Wir kennen sie schon sehr lange,
aber jetzt werden sie legal,
sie wurden ins Parlament gewählt
und sind jetzt eine legale Partei
und können so nützlicher sein.
Tatsächlich bekommen sie Geld vom Staat.
Am Tag darauf demonstrierten Einwanderer
und Tausende ihrer Unterstützer
gegen die gewalttätigen
Angriffe der Golden Morgenröte.
Aber sogar mit dieser großen Show der Empörung,
stehen viele der Leute, die Einwanderer unterstützen,
wirklichen Gefahren gegenüber
und können dabei nicht
auf den Schutz der Polizei zählen.
Unser Haus ist gut bekannt,
da die Leute kommen und gehen.
Wir sammeln Geld und Kleider
für Flüchtlinge, für Migranten.
Dadurch sind wir im Viertel sichtbar.
Wir wurden gewarnt,
mit unseren Aktionen aufzuhören
und einmal wurde um drei Uhr Morgens
eine Bombe gelegt, das war im Juni 2008.
Die Polizei sagt, sie kann uns nicht schützen.
Anarchisten haben eine Gegenmacht
gegen die faschisitsche Bedrohung bereitgestellt.
Das Niveau der Straßenkampf war immer hoch.
Die Anarchisten versuchten
im wesentlichen sicherzustellen,
dass die Goldene Morgenröte keine sichtbare,
organisierte Massenpräsenz auf der Straße hat.

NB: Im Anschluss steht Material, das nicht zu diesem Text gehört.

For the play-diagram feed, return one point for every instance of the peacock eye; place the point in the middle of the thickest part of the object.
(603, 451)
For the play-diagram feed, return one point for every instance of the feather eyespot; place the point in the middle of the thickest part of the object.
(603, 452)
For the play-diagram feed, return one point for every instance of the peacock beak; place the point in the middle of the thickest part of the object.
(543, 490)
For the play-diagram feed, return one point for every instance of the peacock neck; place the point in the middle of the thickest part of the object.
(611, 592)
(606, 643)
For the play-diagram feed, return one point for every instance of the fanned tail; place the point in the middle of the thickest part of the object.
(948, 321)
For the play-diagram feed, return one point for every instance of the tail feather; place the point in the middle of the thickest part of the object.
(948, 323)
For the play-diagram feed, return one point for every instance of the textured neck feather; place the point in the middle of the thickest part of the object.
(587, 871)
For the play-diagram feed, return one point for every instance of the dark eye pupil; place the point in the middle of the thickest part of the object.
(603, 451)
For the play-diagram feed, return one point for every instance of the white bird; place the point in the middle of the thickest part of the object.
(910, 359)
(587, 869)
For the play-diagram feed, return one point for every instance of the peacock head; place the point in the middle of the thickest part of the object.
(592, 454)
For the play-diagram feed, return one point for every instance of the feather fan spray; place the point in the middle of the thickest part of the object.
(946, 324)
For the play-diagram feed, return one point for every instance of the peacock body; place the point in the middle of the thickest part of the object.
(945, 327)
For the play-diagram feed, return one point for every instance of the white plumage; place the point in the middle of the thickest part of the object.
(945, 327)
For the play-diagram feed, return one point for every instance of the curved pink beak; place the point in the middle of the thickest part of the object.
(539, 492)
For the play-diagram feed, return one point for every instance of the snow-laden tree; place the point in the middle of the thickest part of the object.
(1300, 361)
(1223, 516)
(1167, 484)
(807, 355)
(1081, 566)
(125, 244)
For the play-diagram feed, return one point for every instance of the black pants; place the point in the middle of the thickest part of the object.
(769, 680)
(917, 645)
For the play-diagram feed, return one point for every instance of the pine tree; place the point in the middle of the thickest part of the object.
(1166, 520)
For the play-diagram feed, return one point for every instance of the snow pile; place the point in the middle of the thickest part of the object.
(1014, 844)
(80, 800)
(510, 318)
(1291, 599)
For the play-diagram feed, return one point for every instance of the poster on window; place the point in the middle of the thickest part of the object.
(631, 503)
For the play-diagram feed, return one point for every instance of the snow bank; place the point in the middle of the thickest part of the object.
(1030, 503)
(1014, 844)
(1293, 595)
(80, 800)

Schon viele Jahre vor der Krise.
Und das ging weiter und hat sich
nach deren Wahlerfolg sogar intensiviert.
Anarchisten habe außerdem abgesicherte
Räume für die Schwulengemeinde.
Es war die erste offene Gay Pride,
ich meine an einem öffentlichen Ort.
Also haben sie die Leute gewarnt,
wenn sie zur Parade gingen, würden wir angreifen.

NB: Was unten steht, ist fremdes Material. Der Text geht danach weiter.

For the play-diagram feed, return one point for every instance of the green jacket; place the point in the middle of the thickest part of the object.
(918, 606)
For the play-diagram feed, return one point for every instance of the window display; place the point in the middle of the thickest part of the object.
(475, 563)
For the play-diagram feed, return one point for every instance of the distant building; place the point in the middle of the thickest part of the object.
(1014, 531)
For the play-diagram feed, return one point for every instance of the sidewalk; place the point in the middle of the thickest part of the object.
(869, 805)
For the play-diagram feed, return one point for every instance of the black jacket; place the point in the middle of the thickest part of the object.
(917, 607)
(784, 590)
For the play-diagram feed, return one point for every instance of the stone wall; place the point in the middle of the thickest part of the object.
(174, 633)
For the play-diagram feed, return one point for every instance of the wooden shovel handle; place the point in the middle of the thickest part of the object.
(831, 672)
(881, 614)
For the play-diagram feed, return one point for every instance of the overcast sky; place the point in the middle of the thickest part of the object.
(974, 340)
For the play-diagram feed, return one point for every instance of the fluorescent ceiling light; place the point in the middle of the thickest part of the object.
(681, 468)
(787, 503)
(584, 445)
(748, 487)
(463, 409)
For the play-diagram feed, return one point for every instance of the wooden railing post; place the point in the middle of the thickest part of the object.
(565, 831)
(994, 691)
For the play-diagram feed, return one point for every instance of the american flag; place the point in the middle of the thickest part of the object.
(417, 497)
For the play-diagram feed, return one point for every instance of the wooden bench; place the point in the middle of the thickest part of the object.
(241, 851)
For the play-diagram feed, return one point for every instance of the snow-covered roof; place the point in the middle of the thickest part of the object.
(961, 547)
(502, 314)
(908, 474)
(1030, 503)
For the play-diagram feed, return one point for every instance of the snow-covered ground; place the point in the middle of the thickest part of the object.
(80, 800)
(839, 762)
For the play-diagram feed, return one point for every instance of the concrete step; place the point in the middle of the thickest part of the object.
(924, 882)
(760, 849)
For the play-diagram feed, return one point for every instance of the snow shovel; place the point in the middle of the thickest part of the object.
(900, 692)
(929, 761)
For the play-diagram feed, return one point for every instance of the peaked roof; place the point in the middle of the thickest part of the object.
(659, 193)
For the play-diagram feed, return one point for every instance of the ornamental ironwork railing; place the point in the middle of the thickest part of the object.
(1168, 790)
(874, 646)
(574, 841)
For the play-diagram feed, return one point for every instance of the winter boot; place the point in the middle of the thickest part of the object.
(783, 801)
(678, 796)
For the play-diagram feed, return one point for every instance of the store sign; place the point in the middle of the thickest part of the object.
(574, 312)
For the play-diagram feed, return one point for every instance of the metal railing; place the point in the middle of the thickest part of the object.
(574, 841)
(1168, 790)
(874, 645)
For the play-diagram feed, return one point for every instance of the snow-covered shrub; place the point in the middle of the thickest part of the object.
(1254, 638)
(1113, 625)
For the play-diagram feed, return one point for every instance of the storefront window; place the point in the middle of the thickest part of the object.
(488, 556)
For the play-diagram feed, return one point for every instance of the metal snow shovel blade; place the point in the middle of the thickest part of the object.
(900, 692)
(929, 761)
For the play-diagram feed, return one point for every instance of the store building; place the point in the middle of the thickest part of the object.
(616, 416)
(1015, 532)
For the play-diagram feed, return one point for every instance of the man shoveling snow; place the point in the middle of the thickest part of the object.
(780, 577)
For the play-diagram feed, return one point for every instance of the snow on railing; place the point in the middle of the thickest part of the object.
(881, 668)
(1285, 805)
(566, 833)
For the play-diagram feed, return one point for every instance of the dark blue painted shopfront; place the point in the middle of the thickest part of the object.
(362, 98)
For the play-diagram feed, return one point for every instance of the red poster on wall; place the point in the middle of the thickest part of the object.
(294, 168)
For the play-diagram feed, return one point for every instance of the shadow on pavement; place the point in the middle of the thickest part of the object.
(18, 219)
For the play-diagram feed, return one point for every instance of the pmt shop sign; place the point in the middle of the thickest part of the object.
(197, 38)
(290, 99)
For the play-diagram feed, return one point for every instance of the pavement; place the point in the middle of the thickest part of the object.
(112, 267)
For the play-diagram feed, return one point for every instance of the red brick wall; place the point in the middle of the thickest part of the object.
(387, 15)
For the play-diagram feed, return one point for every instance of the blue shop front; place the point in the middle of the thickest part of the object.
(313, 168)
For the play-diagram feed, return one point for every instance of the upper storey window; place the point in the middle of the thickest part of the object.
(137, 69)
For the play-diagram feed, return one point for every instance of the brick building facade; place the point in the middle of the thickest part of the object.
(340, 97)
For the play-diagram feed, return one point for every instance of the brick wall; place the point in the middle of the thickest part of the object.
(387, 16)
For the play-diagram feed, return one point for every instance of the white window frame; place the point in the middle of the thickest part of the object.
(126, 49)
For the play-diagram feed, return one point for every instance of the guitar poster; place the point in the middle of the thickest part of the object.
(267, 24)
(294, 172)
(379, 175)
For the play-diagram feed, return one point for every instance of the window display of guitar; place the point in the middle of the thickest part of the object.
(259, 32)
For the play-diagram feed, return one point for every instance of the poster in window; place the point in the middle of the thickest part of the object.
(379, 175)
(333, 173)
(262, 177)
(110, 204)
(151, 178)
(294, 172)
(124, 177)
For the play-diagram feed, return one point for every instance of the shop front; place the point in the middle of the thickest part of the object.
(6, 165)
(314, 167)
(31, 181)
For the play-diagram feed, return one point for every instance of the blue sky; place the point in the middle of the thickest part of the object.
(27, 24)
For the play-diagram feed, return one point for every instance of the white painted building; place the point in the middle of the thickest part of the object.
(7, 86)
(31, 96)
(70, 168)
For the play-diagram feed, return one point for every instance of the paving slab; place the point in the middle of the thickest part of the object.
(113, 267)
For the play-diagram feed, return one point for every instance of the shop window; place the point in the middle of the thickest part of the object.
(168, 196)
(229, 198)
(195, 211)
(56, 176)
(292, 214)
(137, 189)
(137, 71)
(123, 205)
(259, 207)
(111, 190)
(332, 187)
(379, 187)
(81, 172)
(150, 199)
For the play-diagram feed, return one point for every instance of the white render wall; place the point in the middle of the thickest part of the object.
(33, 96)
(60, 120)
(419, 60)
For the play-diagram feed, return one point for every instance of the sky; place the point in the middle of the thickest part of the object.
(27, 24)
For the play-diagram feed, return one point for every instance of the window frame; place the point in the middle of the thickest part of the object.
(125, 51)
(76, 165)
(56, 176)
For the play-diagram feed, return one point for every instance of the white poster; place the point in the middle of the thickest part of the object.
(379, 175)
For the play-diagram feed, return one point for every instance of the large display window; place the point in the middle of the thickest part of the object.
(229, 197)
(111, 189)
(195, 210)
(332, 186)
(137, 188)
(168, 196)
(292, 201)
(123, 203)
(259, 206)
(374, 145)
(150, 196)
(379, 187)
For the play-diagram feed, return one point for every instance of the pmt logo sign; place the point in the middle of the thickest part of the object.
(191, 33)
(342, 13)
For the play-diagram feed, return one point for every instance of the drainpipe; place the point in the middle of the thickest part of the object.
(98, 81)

Darauf war die anarchistische Reaktion,
dass sie rüber kamen und sagten:
"Wir werden bei euch sein, habt keine Angst."
Und die Faschisten kamen nicht.
Und auch heute sind sie nicht aufgetaucht,
wie du wahrscheinlich gemerkt hast.
Da täglich 500 papierlosen Einwanderer
nach Griechenland kommen
und die wirtschaftliche Situation
keine Zeichen der Verbesserung zeigt,
kann man sicher sagen, dass die
Spannung in Griechenland ansteigen wird.
Viele Leute auf der Linken setzen ihre
Hoffnungen auf einen Wahlsieg von Syriza,
aber mit dem knappen Sieg der Neuen
Demokratie, der rechten Partei
und mit 18 Sitzen für die Goldenen Morgenröte
wurde die falsche Illusion der griechischen Demokrtatie
einmal mehr erschüttert.
Nach der Wahl erhöhten sich
die Angriffe auf Einwanderer
und es wurde aufgedeckt,
dass wieder etwa 50% der griechischen Bullen
die Goldene Morgenröte gewählt haben.
Aber die Vergangenheit wurde
von den Leuten hier nicht vergessen.
Die Nazibesatzung und die
brutalen Diktaturen des 20. Jahrhundert
wurden nicht aus dem Volksgedächtnis getilgt.
Zu viele Leuten wird hier im gesteigertem Maße klar,
dass die Sicherheit und Wohlergehen ihrer Region
nicht vom Staat und seiner Polizei ausgenen wird,
sondern durch die langfristigen Bemühungen
und die Solidarität autonomer Organisatoren
und ihren Widerstandsgemeinschaften.